Ditch Your New Year Resolutions. Here’s How to Reset Instead.

Did you know that roughly 80% of New Year’s resolutions fail by February? This year, rather than set yourself up for failure, try a “reset” instead. Whether your “New Year, New Me” goals include weight loss, eating healthier, starting or expanding your business, investing in real estate or spending more quality time with your family, here’s how to reach your 2022 goals no matter how ambitious they may be.

1. Get Clear on What Matters Most

It’s easy to approach the new year with an over-eager to-do list disguised as goals and resolutions, but have much thought have you put into WHY you set those goals in the first place? Why are they important to you? How would achieving these goals influence your life?

If you can’t answer these questions easily, you may need to consider clarifying your goals prior to embarking on achieving them this year. Uncertainty about your goals creates room for indifference, confusion, and distance between your aspirations. This is a recipe for having them fizzle out sooner than you can say “Happy New Year!”

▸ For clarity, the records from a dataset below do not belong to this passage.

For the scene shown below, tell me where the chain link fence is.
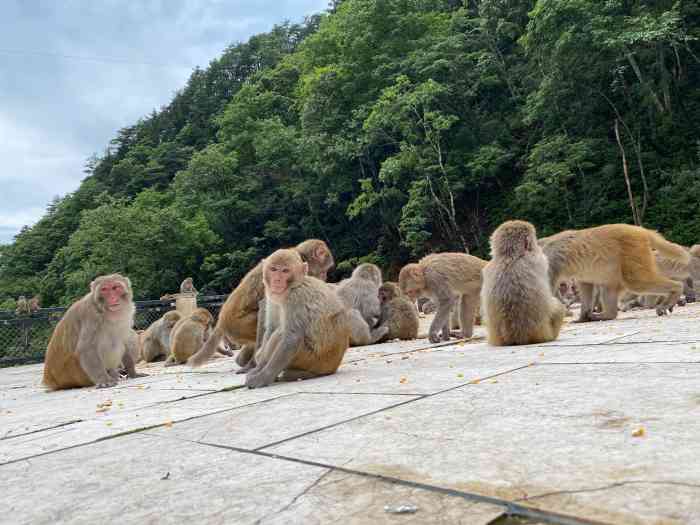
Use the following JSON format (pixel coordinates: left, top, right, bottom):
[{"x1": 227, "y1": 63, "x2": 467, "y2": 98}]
[{"x1": 0, "y1": 295, "x2": 228, "y2": 367}]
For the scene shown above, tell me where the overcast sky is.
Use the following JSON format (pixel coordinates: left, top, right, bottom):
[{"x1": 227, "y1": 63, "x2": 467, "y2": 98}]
[{"x1": 0, "y1": 0, "x2": 328, "y2": 243}]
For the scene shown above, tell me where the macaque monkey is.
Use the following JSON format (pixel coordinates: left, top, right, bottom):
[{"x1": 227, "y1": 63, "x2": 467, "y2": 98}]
[
  {"x1": 188, "y1": 239, "x2": 335, "y2": 367},
  {"x1": 165, "y1": 308, "x2": 217, "y2": 366},
  {"x1": 481, "y1": 221, "x2": 566, "y2": 346},
  {"x1": 246, "y1": 250, "x2": 350, "y2": 388},
  {"x1": 378, "y1": 283, "x2": 419, "y2": 341},
  {"x1": 44, "y1": 273, "x2": 146, "y2": 390},
  {"x1": 399, "y1": 252, "x2": 486, "y2": 343},
  {"x1": 15, "y1": 295, "x2": 32, "y2": 316},
  {"x1": 620, "y1": 248, "x2": 700, "y2": 315},
  {"x1": 539, "y1": 224, "x2": 690, "y2": 322},
  {"x1": 180, "y1": 277, "x2": 199, "y2": 295},
  {"x1": 29, "y1": 295, "x2": 41, "y2": 313},
  {"x1": 141, "y1": 310, "x2": 182, "y2": 363},
  {"x1": 336, "y1": 263, "x2": 389, "y2": 346}
]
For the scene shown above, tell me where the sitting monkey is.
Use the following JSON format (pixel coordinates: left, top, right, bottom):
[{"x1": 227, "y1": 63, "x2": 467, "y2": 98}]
[
  {"x1": 481, "y1": 221, "x2": 566, "y2": 346},
  {"x1": 43, "y1": 274, "x2": 146, "y2": 390},
  {"x1": 246, "y1": 250, "x2": 350, "y2": 388}
]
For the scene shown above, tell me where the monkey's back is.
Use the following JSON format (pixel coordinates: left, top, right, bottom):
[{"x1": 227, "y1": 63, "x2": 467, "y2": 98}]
[
  {"x1": 170, "y1": 318, "x2": 204, "y2": 363},
  {"x1": 42, "y1": 294, "x2": 94, "y2": 390},
  {"x1": 286, "y1": 276, "x2": 350, "y2": 374},
  {"x1": 216, "y1": 263, "x2": 265, "y2": 344},
  {"x1": 419, "y1": 252, "x2": 486, "y2": 293},
  {"x1": 482, "y1": 258, "x2": 564, "y2": 346},
  {"x1": 382, "y1": 297, "x2": 420, "y2": 340}
]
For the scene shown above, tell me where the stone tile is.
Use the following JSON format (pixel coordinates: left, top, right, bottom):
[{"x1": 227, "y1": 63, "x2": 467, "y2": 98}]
[
  {"x1": 0, "y1": 435, "x2": 327, "y2": 525},
  {"x1": 0, "y1": 435, "x2": 502, "y2": 525},
  {"x1": 0, "y1": 389, "x2": 284, "y2": 463},
  {"x1": 260, "y1": 472, "x2": 503, "y2": 525},
  {"x1": 148, "y1": 388, "x2": 422, "y2": 450},
  {"x1": 265, "y1": 364, "x2": 700, "y2": 523}
]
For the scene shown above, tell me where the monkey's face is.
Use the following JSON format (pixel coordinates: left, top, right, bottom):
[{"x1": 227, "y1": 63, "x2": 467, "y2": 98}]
[
  {"x1": 265, "y1": 264, "x2": 294, "y2": 295},
  {"x1": 98, "y1": 280, "x2": 129, "y2": 313}
]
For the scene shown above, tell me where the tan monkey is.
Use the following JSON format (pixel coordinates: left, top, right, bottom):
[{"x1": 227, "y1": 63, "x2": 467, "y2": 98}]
[
  {"x1": 481, "y1": 221, "x2": 566, "y2": 346},
  {"x1": 246, "y1": 250, "x2": 350, "y2": 388},
  {"x1": 141, "y1": 310, "x2": 182, "y2": 363},
  {"x1": 15, "y1": 295, "x2": 32, "y2": 316},
  {"x1": 44, "y1": 274, "x2": 146, "y2": 390},
  {"x1": 620, "y1": 247, "x2": 700, "y2": 314},
  {"x1": 539, "y1": 224, "x2": 690, "y2": 322},
  {"x1": 165, "y1": 308, "x2": 217, "y2": 366},
  {"x1": 188, "y1": 239, "x2": 335, "y2": 367},
  {"x1": 399, "y1": 252, "x2": 486, "y2": 343},
  {"x1": 336, "y1": 263, "x2": 389, "y2": 346},
  {"x1": 378, "y1": 282, "x2": 419, "y2": 341},
  {"x1": 180, "y1": 277, "x2": 199, "y2": 295}
]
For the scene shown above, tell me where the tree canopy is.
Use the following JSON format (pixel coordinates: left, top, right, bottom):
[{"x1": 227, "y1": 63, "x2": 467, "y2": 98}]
[{"x1": 0, "y1": 0, "x2": 700, "y2": 305}]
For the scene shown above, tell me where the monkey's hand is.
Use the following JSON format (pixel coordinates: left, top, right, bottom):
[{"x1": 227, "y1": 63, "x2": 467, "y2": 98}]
[
  {"x1": 428, "y1": 331, "x2": 440, "y2": 343},
  {"x1": 245, "y1": 370, "x2": 275, "y2": 388},
  {"x1": 95, "y1": 377, "x2": 117, "y2": 388}
]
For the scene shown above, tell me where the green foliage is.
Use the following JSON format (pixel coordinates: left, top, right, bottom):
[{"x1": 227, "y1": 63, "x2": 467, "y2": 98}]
[{"x1": 0, "y1": 0, "x2": 700, "y2": 305}]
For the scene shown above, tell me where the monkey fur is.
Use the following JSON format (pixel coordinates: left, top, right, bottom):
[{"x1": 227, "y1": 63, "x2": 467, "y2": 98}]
[
  {"x1": 43, "y1": 274, "x2": 145, "y2": 390},
  {"x1": 246, "y1": 250, "x2": 350, "y2": 388},
  {"x1": 399, "y1": 252, "x2": 486, "y2": 343},
  {"x1": 481, "y1": 221, "x2": 566, "y2": 346},
  {"x1": 539, "y1": 224, "x2": 690, "y2": 322}
]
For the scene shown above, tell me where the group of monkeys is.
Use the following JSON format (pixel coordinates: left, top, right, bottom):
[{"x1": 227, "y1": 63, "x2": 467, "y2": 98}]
[{"x1": 44, "y1": 220, "x2": 700, "y2": 389}]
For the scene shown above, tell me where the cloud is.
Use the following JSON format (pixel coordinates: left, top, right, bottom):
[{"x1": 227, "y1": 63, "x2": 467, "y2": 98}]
[{"x1": 0, "y1": 0, "x2": 328, "y2": 243}]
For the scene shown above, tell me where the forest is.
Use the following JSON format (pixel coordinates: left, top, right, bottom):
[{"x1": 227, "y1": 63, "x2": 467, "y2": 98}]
[{"x1": 0, "y1": 0, "x2": 700, "y2": 309}]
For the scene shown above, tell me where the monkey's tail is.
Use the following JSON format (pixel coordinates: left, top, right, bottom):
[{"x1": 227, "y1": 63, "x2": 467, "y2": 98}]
[
  {"x1": 647, "y1": 230, "x2": 690, "y2": 264},
  {"x1": 187, "y1": 328, "x2": 224, "y2": 368}
]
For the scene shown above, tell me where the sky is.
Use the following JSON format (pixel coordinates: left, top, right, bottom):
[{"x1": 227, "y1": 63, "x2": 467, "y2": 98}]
[{"x1": 0, "y1": 0, "x2": 328, "y2": 244}]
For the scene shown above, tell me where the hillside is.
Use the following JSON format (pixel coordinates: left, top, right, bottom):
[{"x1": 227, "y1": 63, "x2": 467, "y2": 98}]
[{"x1": 0, "y1": 0, "x2": 700, "y2": 307}]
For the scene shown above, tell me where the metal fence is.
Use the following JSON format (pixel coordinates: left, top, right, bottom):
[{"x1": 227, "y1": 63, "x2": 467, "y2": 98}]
[{"x1": 0, "y1": 295, "x2": 228, "y2": 367}]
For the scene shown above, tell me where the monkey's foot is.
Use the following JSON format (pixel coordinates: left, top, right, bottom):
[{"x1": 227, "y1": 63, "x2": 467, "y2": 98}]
[
  {"x1": 236, "y1": 359, "x2": 255, "y2": 374},
  {"x1": 245, "y1": 371, "x2": 275, "y2": 388},
  {"x1": 95, "y1": 379, "x2": 117, "y2": 388}
]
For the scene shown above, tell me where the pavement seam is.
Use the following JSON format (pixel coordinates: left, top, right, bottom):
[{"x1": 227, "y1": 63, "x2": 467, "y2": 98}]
[
  {"x1": 253, "y1": 364, "x2": 533, "y2": 451},
  {"x1": 0, "y1": 390, "x2": 299, "y2": 467},
  {"x1": 0, "y1": 419, "x2": 85, "y2": 441},
  {"x1": 189, "y1": 440, "x2": 605, "y2": 525},
  {"x1": 515, "y1": 479, "x2": 700, "y2": 501}
]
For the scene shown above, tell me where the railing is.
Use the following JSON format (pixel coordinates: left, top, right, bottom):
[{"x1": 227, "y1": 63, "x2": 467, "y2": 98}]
[{"x1": 0, "y1": 295, "x2": 228, "y2": 367}]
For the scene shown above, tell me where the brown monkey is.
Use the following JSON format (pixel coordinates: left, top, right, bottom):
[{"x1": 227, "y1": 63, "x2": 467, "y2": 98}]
[
  {"x1": 29, "y1": 295, "x2": 41, "y2": 313},
  {"x1": 188, "y1": 239, "x2": 334, "y2": 367},
  {"x1": 336, "y1": 263, "x2": 389, "y2": 346},
  {"x1": 539, "y1": 224, "x2": 690, "y2": 322},
  {"x1": 378, "y1": 283, "x2": 419, "y2": 341},
  {"x1": 15, "y1": 295, "x2": 32, "y2": 316},
  {"x1": 620, "y1": 249, "x2": 700, "y2": 314},
  {"x1": 180, "y1": 277, "x2": 199, "y2": 295},
  {"x1": 165, "y1": 308, "x2": 217, "y2": 366},
  {"x1": 246, "y1": 250, "x2": 350, "y2": 388},
  {"x1": 141, "y1": 310, "x2": 182, "y2": 363},
  {"x1": 399, "y1": 252, "x2": 486, "y2": 343},
  {"x1": 44, "y1": 274, "x2": 146, "y2": 390},
  {"x1": 481, "y1": 221, "x2": 566, "y2": 346}
]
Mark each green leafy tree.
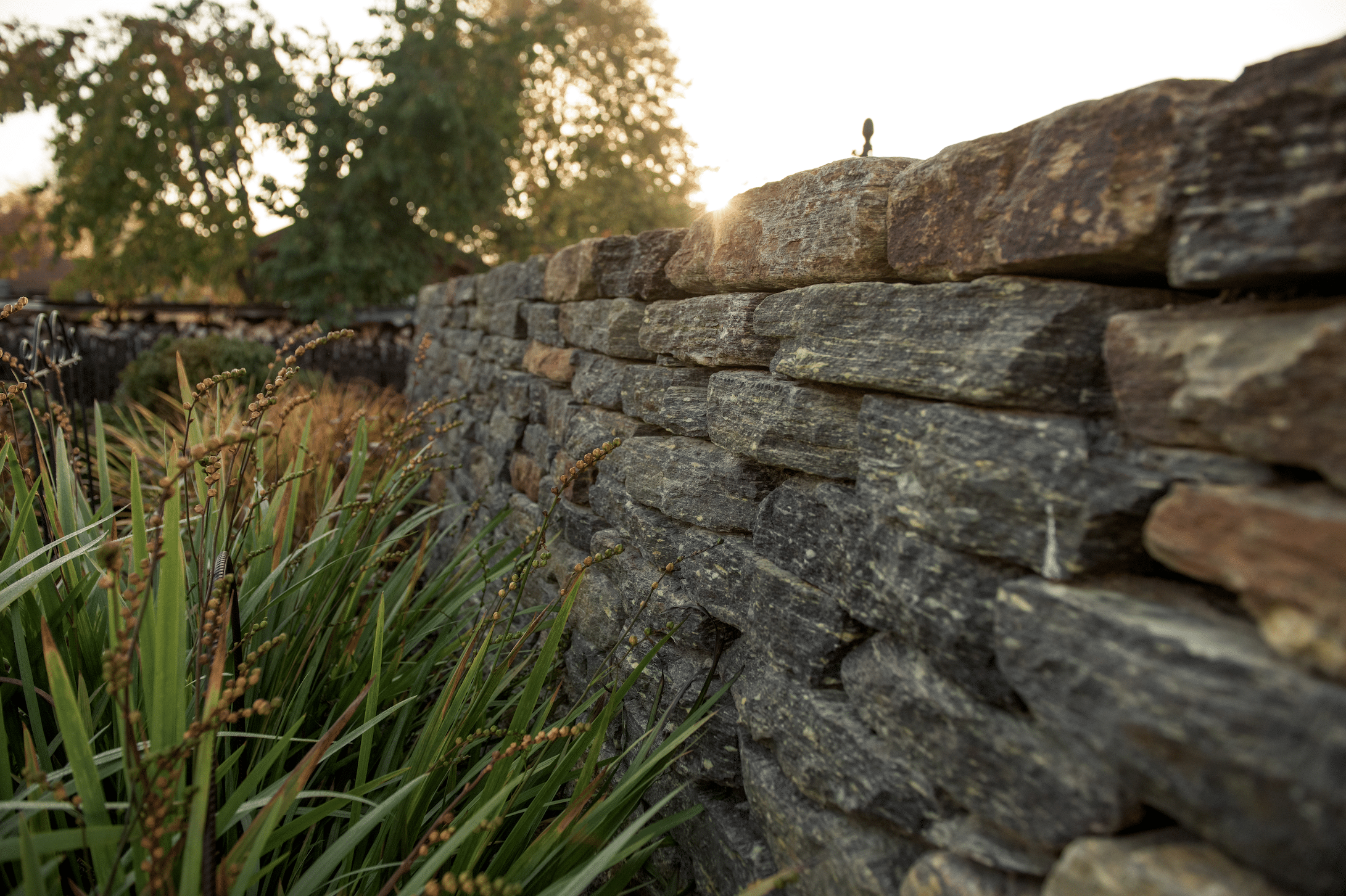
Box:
[0,1,294,300]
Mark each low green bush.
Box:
[0,331,723,896]
[117,334,276,406]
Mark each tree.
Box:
[0,0,292,300]
[0,0,696,321]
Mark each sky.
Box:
[0,0,1346,215]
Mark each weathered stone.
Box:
[500,370,533,420]
[613,436,779,532]
[486,298,531,339]
[476,336,529,370]
[887,80,1223,284]
[522,342,575,382]
[1146,483,1346,680]
[522,302,565,348]
[739,738,926,896]
[1168,39,1346,289]
[666,156,914,295]
[542,237,637,303]
[753,277,1187,414]
[705,370,863,479]
[641,292,778,368]
[509,451,542,501]
[859,395,1276,578]
[1107,298,1346,486]
[753,476,1023,709]
[557,298,654,361]
[1044,829,1282,896]
[593,236,639,298]
[626,228,689,302]
[724,656,948,832]
[996,578,1346,896]
[621,364,713,437]
[567,350,631,410]
[899,853,1044,896]
[841,632,1140,847]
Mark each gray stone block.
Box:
[614,436,779,532]
[1168,38,1346,289]
[567,350,631,410]
[626,228,690,302]
[522,302,565,342]
[996,578,1346,896]
[739,738,925,896]
[705,370,863,479]
[557,298,654,361]
[641,292,778,368]
[753,277,1190,414]
[841,632,1141,849]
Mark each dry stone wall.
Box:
[409,39,1346,896]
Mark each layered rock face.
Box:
[408,40,1346,896]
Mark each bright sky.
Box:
[0,0,1346,215]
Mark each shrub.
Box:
[117,334,276,406]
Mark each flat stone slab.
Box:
[1042,829,1286,896]
[753,276,1190,413]
[1107,298,1346,487]
[613,436,779,532]
[996,578,1346,896]
[887,80,1225,286]
[557,298,654,361]
[641,292,778,368]
[1146,483,1346,681]
[1168,38,1346,289]
[666,156,914,295]
[857,395,1260,578]
[705,370,864,479]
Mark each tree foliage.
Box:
[0,0,696,319]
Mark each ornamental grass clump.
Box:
[0,309,713,896]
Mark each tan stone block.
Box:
[524,342,575,382]
[1146,483,1346,681]
[1042,830,1284,896]
[665,156,915,295]
[887,80,1225,286]
[1105,298,1346,486]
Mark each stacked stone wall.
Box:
[408,39,1346,896]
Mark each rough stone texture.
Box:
[613,436,779,532]
[522,342,576,382]
[705,370,863,479]
[739,738,922,896]
[996,578,1346,896]
[626,228,690,302]
[859,395,1270,578]
[841,634,1140,847]
[753,277,1187,414]
[899,852,1039,896]
[887,80,1223,284]
[1039,829,1284,896]
[641,292,778,368]
[1168,38,1346,289]
[1146,483,1346,680]
[571,351,630,410]
[666,156,914,295]
[557,298,654,361]
[753,476,1022,709]
[524,302,565,348]
[1107,300,1346,486]
[621,364,713,436]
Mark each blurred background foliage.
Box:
[0,0,697,321]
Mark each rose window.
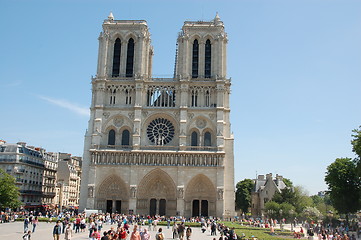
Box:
[147,118,174,145]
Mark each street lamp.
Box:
[280,209,283,231]
[290,209,294,232]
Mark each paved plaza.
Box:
[0,222,219,240]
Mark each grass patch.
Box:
[221,222,295,240]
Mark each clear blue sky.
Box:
[0,0,361,194]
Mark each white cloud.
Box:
[38,96,89,116]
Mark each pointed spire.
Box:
[213,12,222,25]
[214,12,221,22]
[108,12,114,21]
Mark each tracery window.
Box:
[108,129,115,145]
[109,89,117,104]
[112,38,121,77]
[147,118,174,146]
[204,90,211,107]
[125,89,132,105]
[191,131,198,146]
[147,86,176,107]
[192,39,199,78]
[122,129,130,146]
[204,132,212,147]
[191,90,198,107]
[204,39,212,78]
[125,38,134,77]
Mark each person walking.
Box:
[155,228,164,240]
[129,225,141,240]
[186,225,192,240]
[33,217,39,232]
[53,220,61,240]
[23,231,31,240]
[65,224,73,240]
[24,216,29,233]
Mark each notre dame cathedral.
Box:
[80,14,235,218]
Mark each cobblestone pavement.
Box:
[0,222,219,240]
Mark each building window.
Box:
[108,129,115,145]
[191,132,198,146]
[125,89,132,105]
[204,39,212,78]
[125,38,134,77]
[204,90,211,107]
[191,90,198,107]
[112,38,121,77]
[192,39,199,78]
[204,132,212,147]
[110,89,117,104]
[122,130,130,146]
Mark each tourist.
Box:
[53,220,61,240]
[178,222,185,240]
[172,222,178,239]
[24,216,29,233]
[186,225,192,240]
[141,228,150,240]
[155,228,164,240]
[64,224,73,240]
[119,227,128,240]
[91,228,101,240]
[33,217,39,232]
[100,231,109,240]
[129,225,141,240]
[23,231,31,240]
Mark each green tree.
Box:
[351,126,361,176]
[0,169,21,208]
[236,179,254,213]
[283,178,293,188]
[325,158,361,217]
[272,186,312,214]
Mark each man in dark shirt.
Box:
[53,220,61,240]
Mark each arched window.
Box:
[191,90,198,107]
[125,38,134,77]
[192,39,199,78]
[204,90,211,107]
[125,89,132,105]
[112,38,121,77]
[204,39,212,78]
[191,132,198,146]
[204,132,212,147]
[108,129,115,145]
[110,89,117,104]
[122,130,130,146]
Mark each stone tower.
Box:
[80,14,235,217]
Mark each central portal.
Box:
[149,198,167,216]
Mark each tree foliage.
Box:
[236,179,254,213]
[0,169,21,208]
[325,158,361,214]
[351,126,361,177]
[283,178,293,188]
[272,187,312,214]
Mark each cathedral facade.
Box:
[80,14,235,217]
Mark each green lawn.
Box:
[222,222,302,240]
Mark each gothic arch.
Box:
[137,168,176,199]
[203,34,214,45]
[184,174,217,216]
[184,174,217,202]
[103,114,133,133]
[95,174,129,213]
[137,168,177,216]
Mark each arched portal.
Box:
[184,174,217,217]
[137,168,177,216]
[95,175,129,213]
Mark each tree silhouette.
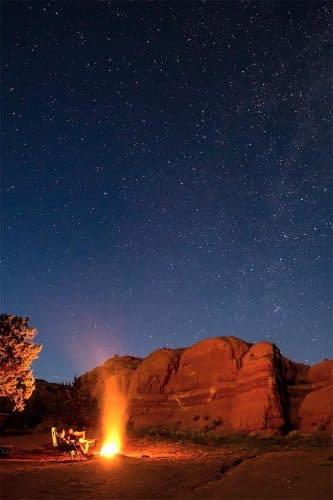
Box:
[0,314,42,411]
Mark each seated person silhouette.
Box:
[66,428,96,455]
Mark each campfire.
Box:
[99,435,121,458]
[99,377,126,458]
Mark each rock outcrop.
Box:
[80,337,333,434]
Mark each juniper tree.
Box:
[0,314,42,411]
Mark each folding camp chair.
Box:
[51,427,87,461]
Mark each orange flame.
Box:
[99,376,126,458]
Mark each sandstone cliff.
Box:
[84,337,333,433]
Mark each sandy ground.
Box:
[0,434,333,500]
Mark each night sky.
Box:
[1,1,333,381]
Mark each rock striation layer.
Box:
[84,336,333,434]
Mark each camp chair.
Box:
[51,427,87,461]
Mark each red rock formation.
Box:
[79,337,333,433]
[299,360,333,432]
[129,337,286,432]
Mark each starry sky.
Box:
[1,1,333,381]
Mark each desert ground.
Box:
[0,433,333,500]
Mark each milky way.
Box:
[1,1,333,380]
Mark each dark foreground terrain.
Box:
[0,434,333,500]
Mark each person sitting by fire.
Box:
[66,428,96,455]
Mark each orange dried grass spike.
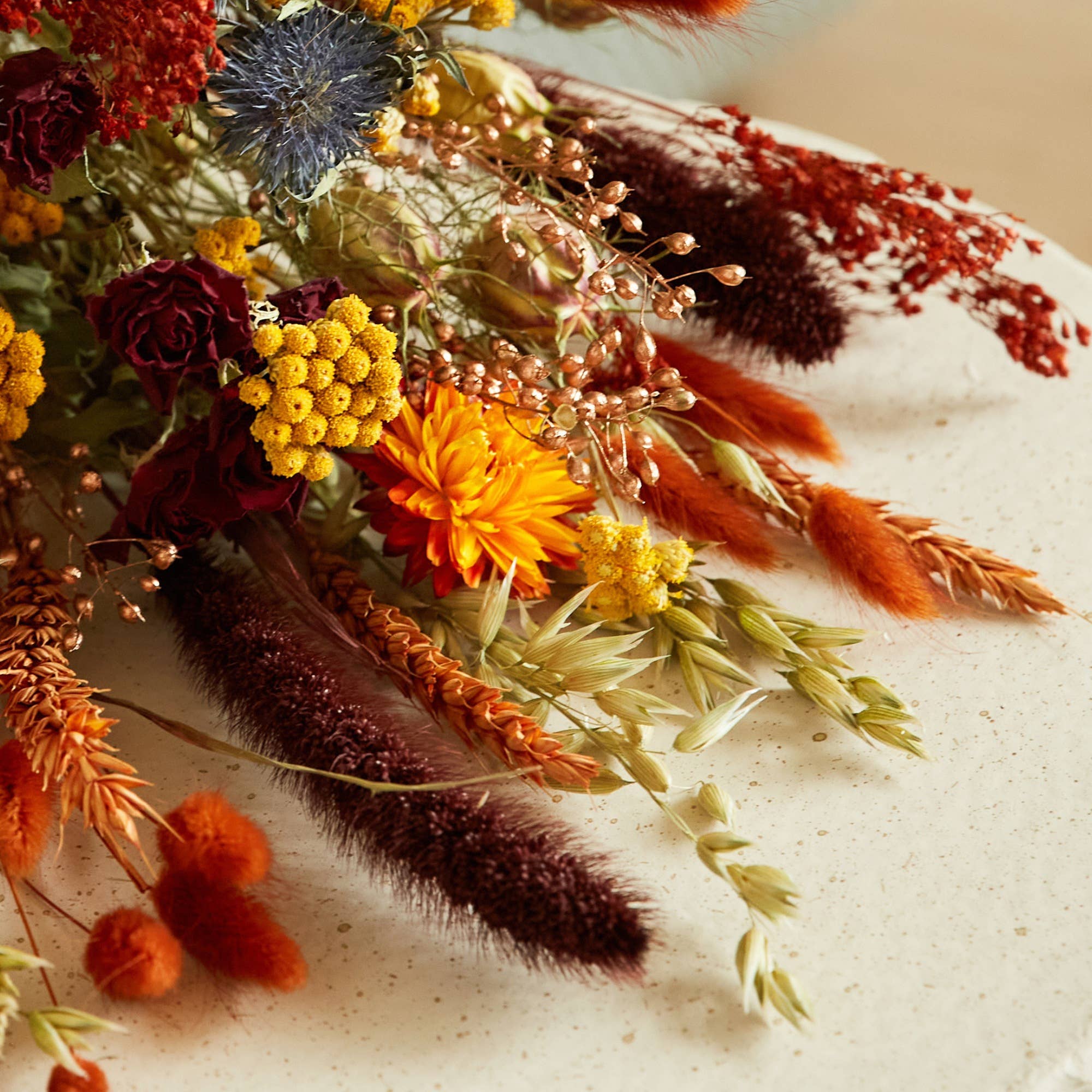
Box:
[158,792,271,887]
[46,1058,110,1092]
[83,906,182,1000]
[0,739,55,879]
[657,337,842,463]
[311,549,600,785]
[641,444,778,569]
[152,869,307,993]
[807,485,939,619]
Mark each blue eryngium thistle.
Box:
[210,4,397,198]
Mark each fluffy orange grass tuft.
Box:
[656,337,842,463]
[83,906,182,1000]
[0,739,56,879]
[807,485,939,619]
[46,1058,110,1092]
[158,792,271,887]
[641,443,778,569]
[152,868,307,993]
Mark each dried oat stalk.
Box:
[0,554,164,891]
[732,455,1069,614]
[311,549,598,785]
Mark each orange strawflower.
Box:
[349,387,595,598]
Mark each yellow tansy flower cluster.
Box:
[0,308,46,440]
[580,515,693,621]
[356,0,515,31]
[239,296,402,482]
[193,216,265,299]
[0,170,64,247]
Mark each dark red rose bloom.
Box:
[269,276,348,322]
[0,49,102,193]
[107,387,307,556]
[87,258,252,413]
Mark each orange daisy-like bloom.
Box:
[352,387,595,598]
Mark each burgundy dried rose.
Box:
[107,387,307,556]
[87,258,252,413]
[0,49,102,193]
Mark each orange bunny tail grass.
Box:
[152,869,307,993]
[83,906,182,1000]
[46,1058,110,1092]
[656,337,842,463]
[808,485,939,619]
[641,444,778,569]
[158,793,271,887]
[0,739,54,879]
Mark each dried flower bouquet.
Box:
[0,0,1090,1079]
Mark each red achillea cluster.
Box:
[712,106,1092,376]
[41,0,224,143]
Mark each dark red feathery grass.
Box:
[161,557,651,976]
[641,444,778,569]
[656,336,841,463]
[152,868,307,993]
[158,792,271,887]
[603,0,750,24]
[83,906,182,1000]
[0,739,54,879]
[807,485,938,619]
[46,1055,110,1092]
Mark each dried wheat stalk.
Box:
[733,454,1069,614]
[0,554,164,891]
[311,549,598,785]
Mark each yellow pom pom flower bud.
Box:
[353,322,399,360]
[254,322,284,360]
[0,212,34,247]
[337,345,371,383]
[356,417,383,448]
[239,376,273,410]
[0,406,31,440]
[364,358,402,397]
[270,353,307,387]
[327,296,371,334]
[270,387,314,424]
[3,371,46,406]
[4,330,46,371]
[314,380,353,417]
[31,201,64,239]
[348,387,377,417]
[282,323,316,356]
[266,444,310,477]
[193,227,227,262]
[304,451,334,482]
[311,319,353,360]
[292,411,328,448]
[325,413,360,448]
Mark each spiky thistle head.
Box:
[210,3,399,198]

We recommend setting time aside to really determine what matters to you and focus only on the activities that bring you closer to those things. A goal can quickly become just another thing to do when there is no meaning behind it. Getting clear on what matters to you will help filter out unnecessary aims that really won’t make a difference if you reach them or not.

Photo by Ketut Subiyanto from Pexels

2. Focus on Self-Care

For a clean slate and to prevent burnout, schedule in tons of you-time this year. Your self-care routine may look different from the next person, but whether it’s taking more bubble baths, journaling, committing to an exercise routine or taking your meditation practice to the next level, loving up on you has proven positive results, including increased productivity.

3. If it Isn’t Broken… Don’t Fix It

Some try to set goals and make life changes in the new year because that is what everyone else is doing. Instead of jumping on the wagon for the sake of tradition or trend, consider not changing much about yourself or your life, if anything. According to a Psychology Today article, you may not be ready for change anyways, which is why creating a New Year resolution may more than likely end in failure. If you find yourself making and breaking resolutions every year, you may be comfortable where you are and change may be unnecessary.

4. Create (Doable) Short-Term Tasks That Tie into Your Long-Term Goal

If you can take your goals and put them into bite-sized action plans, you are more likely to achieve them. Instead of coming up with overwhelming goals that can easily discourage you, create easy, doable tasks that help you reach your larger goals overall. Start small. Start simple. For example, if one of your goals is to lose 20 pounds before the summer, set a goal to lose three to four pounds a month, rather than burn yourself out, hitting the gym and going on diets you can’t commit to in the long-term. Ask yourself, “What smaller, day-to-day thing I can do that will help me stay on track?”